They really shouldn't. We've actually spent the majority of our time in VS2017
on perf. So even with all the extra functionality, it's significant faster and
more responsive across the board.

One thing that helps out here is that we don't run any of this analysis in the
core VS process. As such, we are not contending for any resources that VS
itself needs. i.e. a large source of hiccups in VS was due to the GC having to
run right when a UI request was coming in. By moving this analysis out of proc
we dramatically lighten the memory load in VS and we make it so that the GC
runs less often, and takes less time. This clears up the UI thread more and
makes things much more responsive.

> Either you are a member of your team, and you don't write code without them,
> or it's some old code, that shouldn't be automatically refactored if the
> refactoring is the only goal.

Or, you're a team that has decided on new, more stringent, coding
requirements. And now you want to find and fix up all the violations. Or
you're absorbing code by a different group with different coding patterns. Or,
you just missed something during a code review and you want to go fix it up :)

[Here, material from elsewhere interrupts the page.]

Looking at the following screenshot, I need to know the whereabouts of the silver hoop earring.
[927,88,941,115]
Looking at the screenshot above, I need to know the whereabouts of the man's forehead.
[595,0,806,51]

If teams have a style preference, then it is definitely valuable to have
automated tooling checking to ensure the style is maintained. Otherwise you're
shifting the burden onto the team members, which is precisely what tooling
like this is supposed to alleviate.

> And that braces refactoring seems a poor example.

NOte: we've added many style options in VS2017, and we're going to continue
adding more. Options include:

1\. Do you want field/property/methods/events qualified with "this." or not
2\. Do you prefer predefined types (like "string") or do you prefer the .net
fx types (like "System.String") 3\. How and when do you use "var". 4\. Do you
want to use => for simple properties/methods/etc. 5\. Would you prefer to use
the more concise typechecking constructs over the previous approaches for
type-checking. 6\. Do you want to use ?? or ?. when applicable

etc. etc.

------
partycoder
Copying and pasting the code in the live demo really irritated me. They should
make the constructor reuse the default constructor.